Emrah ve Sinan merdivenlere doğru yürürken, mutfakta ki bütün kadınlarda avluya gelmişti. Leyla gözleriyle bir şey arar gibi etrafa bakınca herkesin dikkatini çekmiş olacak ki Kader birden ;
"Leyla ne oldu"
"Meryemce nerede ona bakıyordum ki gördüm. Yaklaşsana görsün seni"
Hafif biraz öne gelerek;
"Yok yaa üzerime atlasın dimi"
Haydut benim sesini duymuş olacak ki birden ayağa kalkıp etrafı izlemeye başladı. Gülcan'ım köpekten korktuğu için Dağhan'ın arkasında saklanır vaziyette duruyordu. Haydut avluda gezmeye başladığında Leyla, Emrah ve Sinan'ın kulağına bir şey demişti. Emrah ve Sinan merdivenleri çıkarken, Leyla haydutu da onların peşine göndermişti. Haydut yukarıda gezerken Leyla birden;
" Haydut, meryemceyi çağır, nerede Meryemce"

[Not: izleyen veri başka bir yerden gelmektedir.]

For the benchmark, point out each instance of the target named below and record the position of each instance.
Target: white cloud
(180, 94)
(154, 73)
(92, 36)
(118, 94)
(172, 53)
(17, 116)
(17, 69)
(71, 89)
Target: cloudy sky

Haydut acı bir şekilde ulumaya başladığında, daha fazla dayanamadım. Avlunun ortasına geldiğimde herkes bana bakıyordu. Hırkamın hafif önünü açıp ;
"Haydutt gel oğlum "
Haydut ön ayaklarını korkuluklarına koyarak bana baktı. Derin bir nefes çeker gibi yapıp, hızla koşmaya başladı. Merdivenlerden inerken yere dizlerimin üzerine çöküp sağ elimi karnıma koydum. Haydut hızını kesip tam önümde durdu önce, sonra karnıma bakıp yavaşça yaklaşıp burnunu karnıma koydu. Başını sevmeye başladığımda yere oturup başını dizlerime koymuştu. Leyla birden ;
"Haydut sarıl Meryemceye"
Haydut ön ayaklarını omzuma koyup, başını omzuma koymuştu. Herkes bizi izlerken, ben sessiz oğlumu seviyordum. Leyla, Hazar'a dönerek;
"Hazar ağa, Mina'ya vurur gibi yapar mısın"
"Niye manyak mıyım ben kıvırcık kızıma vurur gibi yapayım"
"Yapsan ölür müsün be adam Allah Allah yaa"
Hazar elini yukarı kaldırmış, Mina'ya vuracak gibi yapınca, haydut beni bırakıp, Hazar abime hırlamaya başlamıştı. Herkes hayduttu izlerken ben, Mustafa'ya bakıyordum. Telefonu çalmış diğer avluya geçmişti. Hazar ağam Mina'yı kucağına almış sevmeye devam ettiğinde haydut tekrar yanıma gelmişti.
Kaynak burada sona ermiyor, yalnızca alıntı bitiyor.